SMI Report Recommends Dedicated Capital Fund and Other Measures to Accelerate Deployment of Carbon Capture and Storage Projects

The Sustainable Markets Initiative (SMI) today published a new report by its Financial Services Task Force (FSTF) which explores key investment barriers facing carbon capture and storage and how these can be overcome.

The report, "Unlocking Private Capital for Carbon Capture and Storage", sets out a practical roadmap for the finance sector to play a role in accelerating the mobilization of private finance for global CCS deployment.

View the full report here

Produced under the SMI FSTF "CCS Lighthouse Project”*, the report finds that CCS represents a multi-billion-dollar investment opportunity. However, despite this opportunity, there is a structural financing gap. As a result, independent capture-side developers often lack access to late-stage development capital and long-term revenue certainty to reach final investment decision (FID). Many early CCS projects have depended heavily on government support, rather than operating on a merchant basis — a model that is not scalable.

To close the financing gap and scale private capital mobilization, the report recommends an integrated, three-part strategy for SMI FSTF member banks and the wider finance sector.

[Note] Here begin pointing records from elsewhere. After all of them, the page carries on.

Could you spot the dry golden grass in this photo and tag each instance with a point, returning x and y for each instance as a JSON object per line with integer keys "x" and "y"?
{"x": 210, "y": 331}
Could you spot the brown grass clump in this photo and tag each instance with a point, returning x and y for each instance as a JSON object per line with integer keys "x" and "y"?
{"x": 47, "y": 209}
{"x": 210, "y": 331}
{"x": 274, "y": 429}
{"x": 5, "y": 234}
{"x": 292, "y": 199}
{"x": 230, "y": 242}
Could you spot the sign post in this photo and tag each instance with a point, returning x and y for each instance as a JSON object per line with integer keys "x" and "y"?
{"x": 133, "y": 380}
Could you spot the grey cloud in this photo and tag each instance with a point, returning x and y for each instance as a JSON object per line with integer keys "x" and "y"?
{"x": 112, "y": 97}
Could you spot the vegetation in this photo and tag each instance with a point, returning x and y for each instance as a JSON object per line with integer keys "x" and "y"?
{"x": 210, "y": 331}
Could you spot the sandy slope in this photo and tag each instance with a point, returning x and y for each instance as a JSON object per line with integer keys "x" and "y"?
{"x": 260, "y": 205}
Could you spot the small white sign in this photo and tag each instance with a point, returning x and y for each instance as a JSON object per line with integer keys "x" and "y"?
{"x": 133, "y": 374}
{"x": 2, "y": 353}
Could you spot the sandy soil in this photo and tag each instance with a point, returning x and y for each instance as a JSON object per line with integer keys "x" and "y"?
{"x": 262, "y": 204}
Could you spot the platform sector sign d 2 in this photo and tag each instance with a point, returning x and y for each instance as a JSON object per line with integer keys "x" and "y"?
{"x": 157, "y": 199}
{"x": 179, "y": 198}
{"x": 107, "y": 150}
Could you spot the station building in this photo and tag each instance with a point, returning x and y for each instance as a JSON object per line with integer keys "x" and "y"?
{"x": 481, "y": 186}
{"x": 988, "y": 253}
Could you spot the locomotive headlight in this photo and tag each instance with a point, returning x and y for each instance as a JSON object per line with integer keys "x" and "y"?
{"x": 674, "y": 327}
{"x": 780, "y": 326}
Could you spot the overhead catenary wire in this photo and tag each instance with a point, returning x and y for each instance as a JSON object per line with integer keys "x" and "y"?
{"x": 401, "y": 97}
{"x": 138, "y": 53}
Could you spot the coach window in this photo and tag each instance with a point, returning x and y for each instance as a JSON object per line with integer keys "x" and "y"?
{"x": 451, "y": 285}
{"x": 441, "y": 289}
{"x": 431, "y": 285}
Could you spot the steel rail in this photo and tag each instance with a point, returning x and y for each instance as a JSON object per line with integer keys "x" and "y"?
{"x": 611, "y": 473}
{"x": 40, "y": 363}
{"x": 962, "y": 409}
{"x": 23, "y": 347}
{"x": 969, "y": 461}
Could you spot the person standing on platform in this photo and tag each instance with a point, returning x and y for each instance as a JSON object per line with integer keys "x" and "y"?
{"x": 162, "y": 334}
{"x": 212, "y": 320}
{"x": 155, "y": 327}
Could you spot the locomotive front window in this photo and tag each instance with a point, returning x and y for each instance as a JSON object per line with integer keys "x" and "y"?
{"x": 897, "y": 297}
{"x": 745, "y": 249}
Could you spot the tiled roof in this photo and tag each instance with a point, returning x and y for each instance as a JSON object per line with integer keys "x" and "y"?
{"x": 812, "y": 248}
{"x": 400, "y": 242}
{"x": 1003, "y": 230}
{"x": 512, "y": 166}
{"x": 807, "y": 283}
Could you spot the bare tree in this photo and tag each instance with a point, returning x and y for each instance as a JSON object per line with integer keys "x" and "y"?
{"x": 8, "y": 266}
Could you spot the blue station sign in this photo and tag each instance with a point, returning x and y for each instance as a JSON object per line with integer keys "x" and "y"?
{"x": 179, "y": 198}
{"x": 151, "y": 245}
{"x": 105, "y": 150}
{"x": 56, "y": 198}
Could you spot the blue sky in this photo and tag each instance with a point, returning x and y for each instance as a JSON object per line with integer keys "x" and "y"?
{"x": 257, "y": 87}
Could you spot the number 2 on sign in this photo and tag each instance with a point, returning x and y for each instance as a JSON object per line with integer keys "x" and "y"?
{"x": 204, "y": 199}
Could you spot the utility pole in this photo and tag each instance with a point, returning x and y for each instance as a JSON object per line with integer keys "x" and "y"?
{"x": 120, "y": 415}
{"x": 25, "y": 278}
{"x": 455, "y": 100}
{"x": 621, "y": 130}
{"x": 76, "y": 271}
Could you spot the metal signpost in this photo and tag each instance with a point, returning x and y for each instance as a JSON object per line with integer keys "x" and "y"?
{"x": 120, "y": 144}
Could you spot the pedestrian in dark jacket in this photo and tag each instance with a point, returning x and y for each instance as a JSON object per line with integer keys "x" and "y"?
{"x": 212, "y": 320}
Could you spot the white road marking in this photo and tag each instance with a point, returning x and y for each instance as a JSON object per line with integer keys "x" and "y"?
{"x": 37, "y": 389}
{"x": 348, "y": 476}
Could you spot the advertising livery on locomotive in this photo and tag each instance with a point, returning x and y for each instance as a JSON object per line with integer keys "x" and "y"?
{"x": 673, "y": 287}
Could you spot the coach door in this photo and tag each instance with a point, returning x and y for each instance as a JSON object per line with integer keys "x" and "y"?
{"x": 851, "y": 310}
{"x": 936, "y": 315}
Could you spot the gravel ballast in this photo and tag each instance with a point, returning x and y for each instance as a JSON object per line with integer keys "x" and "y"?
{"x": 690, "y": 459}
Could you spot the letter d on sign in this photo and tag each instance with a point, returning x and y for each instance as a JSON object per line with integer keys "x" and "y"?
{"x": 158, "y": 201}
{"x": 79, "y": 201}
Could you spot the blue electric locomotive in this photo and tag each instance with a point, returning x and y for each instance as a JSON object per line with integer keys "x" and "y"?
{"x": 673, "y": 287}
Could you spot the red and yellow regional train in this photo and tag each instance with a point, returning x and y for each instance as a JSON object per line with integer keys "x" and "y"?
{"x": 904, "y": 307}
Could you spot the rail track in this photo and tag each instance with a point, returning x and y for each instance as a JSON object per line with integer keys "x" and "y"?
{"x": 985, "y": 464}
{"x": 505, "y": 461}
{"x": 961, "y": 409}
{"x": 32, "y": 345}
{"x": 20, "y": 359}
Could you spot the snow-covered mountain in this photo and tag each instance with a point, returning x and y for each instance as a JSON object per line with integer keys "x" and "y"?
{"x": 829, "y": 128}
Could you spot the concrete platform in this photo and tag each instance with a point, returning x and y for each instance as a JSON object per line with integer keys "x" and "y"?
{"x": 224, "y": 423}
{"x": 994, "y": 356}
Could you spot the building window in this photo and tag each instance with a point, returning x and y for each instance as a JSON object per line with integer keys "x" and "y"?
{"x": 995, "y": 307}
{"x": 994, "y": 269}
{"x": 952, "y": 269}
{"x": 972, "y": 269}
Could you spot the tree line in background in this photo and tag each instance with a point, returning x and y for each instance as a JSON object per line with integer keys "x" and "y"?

  1. Unlock stalled projects by establishing a pre-FID development capital fund

    The financial services sector could explore committing to a multimillion-dollar catalytic development fund to support capture projects approaching FID. Targeting high-impact markets such as the Nordics and the US, the fund could provide flexible instruments, including equity, debt, and guarantees, to de-risk late-stage project costs and crowd in institutional capital. The report identifies over 130 near-term projects globally that could benefit from this funding .

  2. Create bankable revenue streams by aggregating demand and structuring offtake solutions
    The financial services sector can bring together coalitions of buyers for CO₂ removal credits and low-carbon products and services (e.g. through environmental attribute certificates), pooling demand and offering credit enhancement tools to secure long-term offtake. By converting voluntary pledges into investment-grade contracts, these coalitions will provide the revenue certainty needed to attract bank and investor finance.

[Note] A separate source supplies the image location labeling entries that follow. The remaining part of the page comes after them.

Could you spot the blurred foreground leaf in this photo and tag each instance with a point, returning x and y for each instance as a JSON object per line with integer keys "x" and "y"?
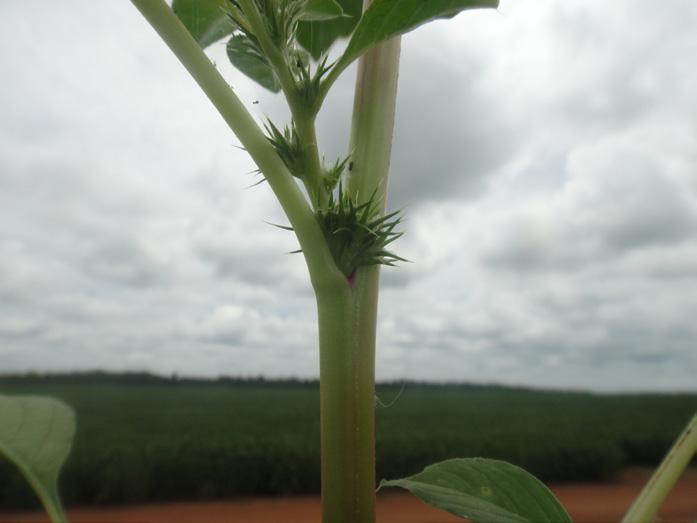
{"x": 484, "y": 491}
{"x": 36, "y": 434}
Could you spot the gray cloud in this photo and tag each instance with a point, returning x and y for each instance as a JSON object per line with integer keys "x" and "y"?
{"x": 545, "y": 159}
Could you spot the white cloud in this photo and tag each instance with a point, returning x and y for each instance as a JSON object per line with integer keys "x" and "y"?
{"x": 545, "y": 156}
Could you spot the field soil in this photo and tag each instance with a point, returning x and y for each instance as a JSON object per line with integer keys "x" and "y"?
{"x": 586, "y": 502}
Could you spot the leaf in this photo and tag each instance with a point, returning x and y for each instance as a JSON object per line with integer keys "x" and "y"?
{"x": 318, "y": 36}
{"x": 319, "y": 10}
{"x": 206, "y": 20}
{"x": 36, "y": 434}
{"x": 387, "y": 18}
{"x": 484, "y": 491}
{"x": 248, "y": 60}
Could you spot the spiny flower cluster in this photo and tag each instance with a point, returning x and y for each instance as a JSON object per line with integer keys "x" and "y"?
{"x": 356, "y": 233}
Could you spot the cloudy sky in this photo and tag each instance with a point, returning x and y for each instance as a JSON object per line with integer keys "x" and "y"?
{"x": 545, "y": 157}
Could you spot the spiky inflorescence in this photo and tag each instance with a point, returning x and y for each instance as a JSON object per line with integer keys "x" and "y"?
{"x": 288, "y": 146}
{"x": 356, "y": 233}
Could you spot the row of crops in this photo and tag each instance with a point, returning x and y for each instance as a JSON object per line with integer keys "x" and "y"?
{"x": 142, "y": 441}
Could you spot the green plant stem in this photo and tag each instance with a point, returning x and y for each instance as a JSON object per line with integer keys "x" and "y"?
{"x": 646, "y": 506}
{"x": 323, "y": 271}
{"x": 373, "y": 121}
{"x": 303, "y": 117}
{"x": 348, "y": 317}
{"x": 346, "y": 410}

  3. Accelerate learning cycles and investor confidence via a global CCS financing lessons forum

    The report calls for a global CCS financing lessons forum, organized by a credible third party, to share best practices on structuring, risk allocation, and policy alignment. The forum could host case studies and peer-to-peer learning to accelerate market maturity, reduce the cost of capital, and shorten the time to FID.

To get to net zero by 2050, the International Energy Agency (IEA) estimates CCS could deliver up to 8% global emissions reduction from 2022-2050, around ~ 6 GtCO2/yr by 2050, or equivalent to taking every car and van on earth off the road, more than one and a half times over.

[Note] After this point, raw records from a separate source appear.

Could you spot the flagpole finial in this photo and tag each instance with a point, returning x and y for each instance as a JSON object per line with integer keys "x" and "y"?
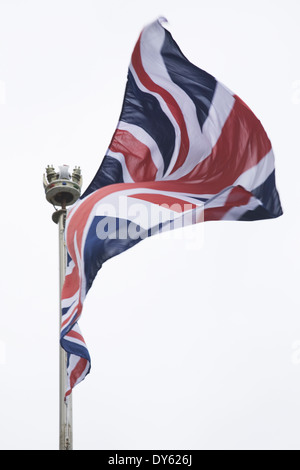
{"x": 62, "y": 188}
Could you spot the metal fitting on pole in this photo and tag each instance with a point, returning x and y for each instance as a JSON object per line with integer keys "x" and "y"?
{"x": 63, "y": 189}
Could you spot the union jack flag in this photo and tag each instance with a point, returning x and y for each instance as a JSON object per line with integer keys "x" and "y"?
{"x": 185, "y": 147}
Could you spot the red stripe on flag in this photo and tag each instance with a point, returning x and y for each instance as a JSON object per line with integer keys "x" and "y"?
{"x": 172, "y": 104}
{"x": 137, "y": 155}
{"x": 238, "y": 196}
{"x": 77, "y": 371}
{"x": 241, "y": 145}
{"x": 74, "y": 334}
{"x": 172, "y": 203}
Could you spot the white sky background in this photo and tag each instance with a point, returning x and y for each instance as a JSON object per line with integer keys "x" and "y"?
{"x": 191, "y": 348}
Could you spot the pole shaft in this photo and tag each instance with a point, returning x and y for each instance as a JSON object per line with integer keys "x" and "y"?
{"x": 65, "y": 406}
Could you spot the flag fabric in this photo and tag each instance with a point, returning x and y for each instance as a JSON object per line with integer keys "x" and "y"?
{"x": 186, "y": 149}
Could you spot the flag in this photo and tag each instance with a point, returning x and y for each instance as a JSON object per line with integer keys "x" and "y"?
{"x": 186, "y": 149}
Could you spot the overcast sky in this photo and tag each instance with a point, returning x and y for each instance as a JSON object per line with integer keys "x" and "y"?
{"x": 193, "y": 345}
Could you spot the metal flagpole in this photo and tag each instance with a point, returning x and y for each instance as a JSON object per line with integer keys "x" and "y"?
{"x": 63, "y": 189}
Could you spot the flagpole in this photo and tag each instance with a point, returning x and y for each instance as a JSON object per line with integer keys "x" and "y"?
{"x": 65, "y": 406}
{"x": 63, "y": 189}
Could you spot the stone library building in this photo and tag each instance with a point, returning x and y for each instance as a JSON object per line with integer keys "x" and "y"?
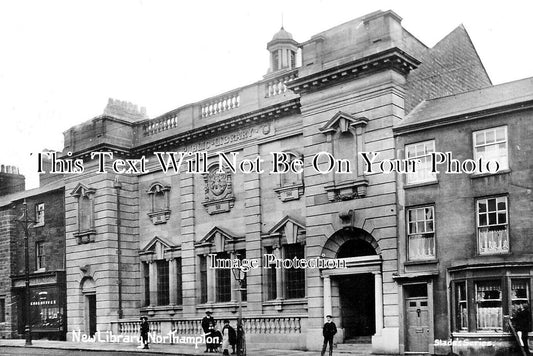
{"x": 146, "y": 242}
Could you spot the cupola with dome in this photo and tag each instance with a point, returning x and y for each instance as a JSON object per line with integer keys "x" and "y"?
{"x": 283, "y": 49}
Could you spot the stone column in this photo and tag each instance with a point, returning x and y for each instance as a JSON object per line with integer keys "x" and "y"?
{"x": 152, "y": 270}
{"x": 279, "y": 274}
{"x": 211, "y": 282}
{"x": 234, "y": 283}
{"x": 327, "y": 296}
{"x": 173, "y": 281}
{"x": 378, "y": 287}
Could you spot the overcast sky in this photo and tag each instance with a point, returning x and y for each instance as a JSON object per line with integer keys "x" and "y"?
{"x": 60, "y": 61}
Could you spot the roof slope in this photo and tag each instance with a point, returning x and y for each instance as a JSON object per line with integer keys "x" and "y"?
{"x": 452, "y": 66}
{"x": 470, "y": 102}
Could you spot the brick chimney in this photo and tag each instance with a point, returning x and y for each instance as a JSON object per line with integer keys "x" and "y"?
{"x": 11, "y": 181}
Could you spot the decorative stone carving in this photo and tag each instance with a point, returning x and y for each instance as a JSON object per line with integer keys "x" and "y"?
{"x": 219, "y": 197}
{"x": 160, "y": 203}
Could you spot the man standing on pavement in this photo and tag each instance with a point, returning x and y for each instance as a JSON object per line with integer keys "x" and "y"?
{"x": 328, "y": 331}
{"x": 207, "y": 320}
{"x": 145, "y": 329}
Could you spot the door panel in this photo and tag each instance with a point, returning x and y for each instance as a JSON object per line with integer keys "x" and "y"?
{"x": 417, "y": 321}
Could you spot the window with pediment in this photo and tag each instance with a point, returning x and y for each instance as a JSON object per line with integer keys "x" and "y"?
{"x": 344, "y": 134}
{"x": 161, "y": 274}
{"x": 290, "y": 186}
{"x": 85, "y": 211}
{"x": 286, "y": 240}
{"x": 219, "y": 197}
{"x": 160, "y": 203}
{"x": 217, "y": 285}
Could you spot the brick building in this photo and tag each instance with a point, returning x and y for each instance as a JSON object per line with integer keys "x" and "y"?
{"x": 140, "y": 243}
{"x": 465, "y": 248}
{"x": 46, "y": 247}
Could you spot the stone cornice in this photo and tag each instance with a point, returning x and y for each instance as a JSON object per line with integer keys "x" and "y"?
{"x": 393, "y": 58}
{"x": 443, "y": 121}
{"x": 270, "y": 112}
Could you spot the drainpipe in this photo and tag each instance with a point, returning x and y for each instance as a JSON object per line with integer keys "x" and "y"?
{"x": 117, "y": 185}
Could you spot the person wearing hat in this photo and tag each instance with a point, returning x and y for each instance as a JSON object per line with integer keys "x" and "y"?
{"x": 229, "y": 337}
{"x": 207, "y": 320}
{"x": 145, "y": 329}
{"x": 328, "y": 331}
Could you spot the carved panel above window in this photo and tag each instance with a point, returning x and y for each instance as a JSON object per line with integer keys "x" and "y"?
{"x": 291, "y": 185}
{"x": 86, "y": 230}
{"x": 160, "y": 211}
{"x": 345, "y": 134}
{"x": 219, "y": 197}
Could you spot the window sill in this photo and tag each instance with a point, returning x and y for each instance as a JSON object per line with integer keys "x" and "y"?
{"x": 482, "y": 175}
{"x": 421, "y": 262}
{"x": 421, "y": 184}
{"x": 85, "y": 236}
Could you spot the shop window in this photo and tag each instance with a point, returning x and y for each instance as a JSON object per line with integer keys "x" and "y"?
{"x": 162, "y": 282}
{"x": 461, "y": 307}
{"x": 488, "y": 299}
{"x": 519, "y": 293}
{"x": 421, "y": 233}
{"x": 492, "y": 222}
{"x": 421, "y": 152}
{"x": 39, "y": 214}
{"x": 39, "y": 255}
{"x": 294, "y": 277}
{"x": 491, "y": 145}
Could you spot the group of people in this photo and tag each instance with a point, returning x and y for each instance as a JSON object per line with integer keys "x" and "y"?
{"x": 218, "y": 339}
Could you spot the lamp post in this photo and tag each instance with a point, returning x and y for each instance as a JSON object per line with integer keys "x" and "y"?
{"x": 26, "y": 224}
{"x": 240, "y": 277}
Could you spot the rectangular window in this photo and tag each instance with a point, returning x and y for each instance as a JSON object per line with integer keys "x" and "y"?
{"x": 294, "y": 277}
{"x": 244, "y": 293}
{"x": 519, "y": 293}
{"x": 146, "y": 274}
{"x": 493, "y": 237}
{"x": 179, "y": 282}
{"x": 271, "y": 277}
{"x": 421, "y": 152}
{"x": 491, "y": 145}
{"x": 461, "y": 311}
{"x": 203, "y": 279}
{"x": 2, "y": 310}
{"x": 39, "y": 255}
{"x": 162, "y": 283}
{"x": 489, "y": 305}
{"x": 39, "y": 214}
{"x": 223, "y": 281}
{"x": 421, "y": 233}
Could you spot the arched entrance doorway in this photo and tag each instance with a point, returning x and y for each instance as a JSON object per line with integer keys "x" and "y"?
{"x": 355, "y": 293}
{"x": 88, "y": 289}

These three integrated recommendations will play an important role in supporting the sector. Encouragingly, the study reveals market fundamentals are improving, policy is spreading, carbon prices are expected to rise, and green premiums and decarbonization credit markets are beginning to emerge.

The project pipeline is expanding rapidly, with operational facilities up 54% year-on-year and 117 projects targeting final investment decision (FID) before 2027 The UK, Nordics, and US Gulf Coast are leading the way, shifting towards more market-based frameworks, and developing regulatory and offtake models that can attract private investment.

C.S. Venkatakrishnan, Barclays Group Chief Executive and Chair of the Sustainable Markets Initiative’s Financial Service Task Force said, "The technical capability of carbon capture and storage is proven and, in key markets around the world, commercial and policy frameworks are in place to connect supply and demand. The foremost remaining challenge, therefore, for accelerated deployment of CCS at scale, is enabling an influx of private capital into the sector. This report proposes practical actions to unlock that investment."

Jennifer Jordan-Saifi, CEO of the Sustainable Markets Initiative said, "Carbon capture and storage can be a key enabler of the sustainable transition, but it requires confidence, collaboration and capital to move from ambition to action. By aligning capital, policy, and industrial capability we have the opportunity to progress CCS from a promising technology into a core pillar of transition, which can help deliver lasting, system-wide change."

David Hatcher - Managing Partner of Baringa said, "Carbon capture and storage is essential, not an option. It is key to unlocking whole-economy decarbonisation and kickstarting a huge investment opportunity in a rapidly growing asset class. This report provides a clear, actionable pathway for the finance sector to help scale CCS deployment globally. At Baringa, we’re proud to support this work and work towards helping unlock the capital, confidence, and collaboration needed to accelerate the transition to net-zero."